AGRONEGÓCIO
Mercado de café registra forte correção em fevereiro diante de expectativa de safra recorde no Brasil
AGRONEGÓCIO
O mercado de café passou por um período de forte ajuste nas cotações ao longo de fevereiro, após a valorização expressiva registrada durante 2025. A expectativa de aumento na produção brasileira, somada à queda do dólar e ao recuo dos contratos futuros nas bolsas internacionais, contribuiu para uma rápida correção nos preços da commodity.
O movimento foi mais intenso na primeira semana do mês e representou um dos ajustes mais significativos observados recentemente no mercado cafeeiro.
Queda rápida marcou início de fevereiro no mercado de café
No início de fevereiro, as cotações registraram recuo acelerado em diversas regiões produtoras.

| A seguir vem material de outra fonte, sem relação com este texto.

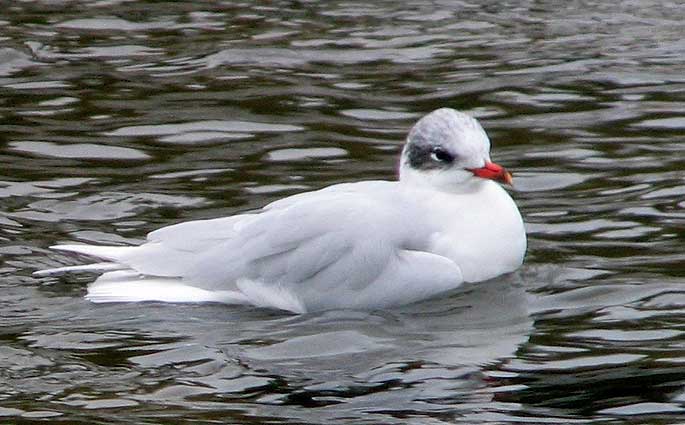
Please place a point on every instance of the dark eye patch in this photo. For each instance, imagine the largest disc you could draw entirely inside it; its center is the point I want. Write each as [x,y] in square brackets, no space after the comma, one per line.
[426,157]
[440,154]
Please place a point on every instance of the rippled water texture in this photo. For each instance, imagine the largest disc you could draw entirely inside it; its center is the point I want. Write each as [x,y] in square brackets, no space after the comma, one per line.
[120,117]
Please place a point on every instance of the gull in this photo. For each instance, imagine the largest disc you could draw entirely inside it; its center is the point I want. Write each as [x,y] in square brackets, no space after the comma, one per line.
[361,245]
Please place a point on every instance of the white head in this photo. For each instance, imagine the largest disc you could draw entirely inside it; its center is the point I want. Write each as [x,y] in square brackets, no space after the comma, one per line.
[448,149]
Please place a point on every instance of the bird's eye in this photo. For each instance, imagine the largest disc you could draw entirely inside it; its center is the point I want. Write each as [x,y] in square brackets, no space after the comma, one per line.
[441,155]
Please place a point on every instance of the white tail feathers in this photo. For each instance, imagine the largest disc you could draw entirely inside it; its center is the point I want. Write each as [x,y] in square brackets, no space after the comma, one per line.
[129,286]
[95,268]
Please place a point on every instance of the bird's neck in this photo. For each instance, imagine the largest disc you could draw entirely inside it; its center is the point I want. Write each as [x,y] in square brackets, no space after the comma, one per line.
[438,181]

No Espírito Santo, principal estado produtor de café conilon no Brasil, a retração foi imediata.
No dia 30 de janeiro, o café conilon tipo 7/8 era negociado próximo de R$ 1.150 por saca no estado. Poucos dias depois, em 6 de fevereiro — primeira sexta-feira do mês — o preço havia caído para cerca de R$ 1.010 por saca, representando uma desvalorização superior a 12% em poucos dias de negociação.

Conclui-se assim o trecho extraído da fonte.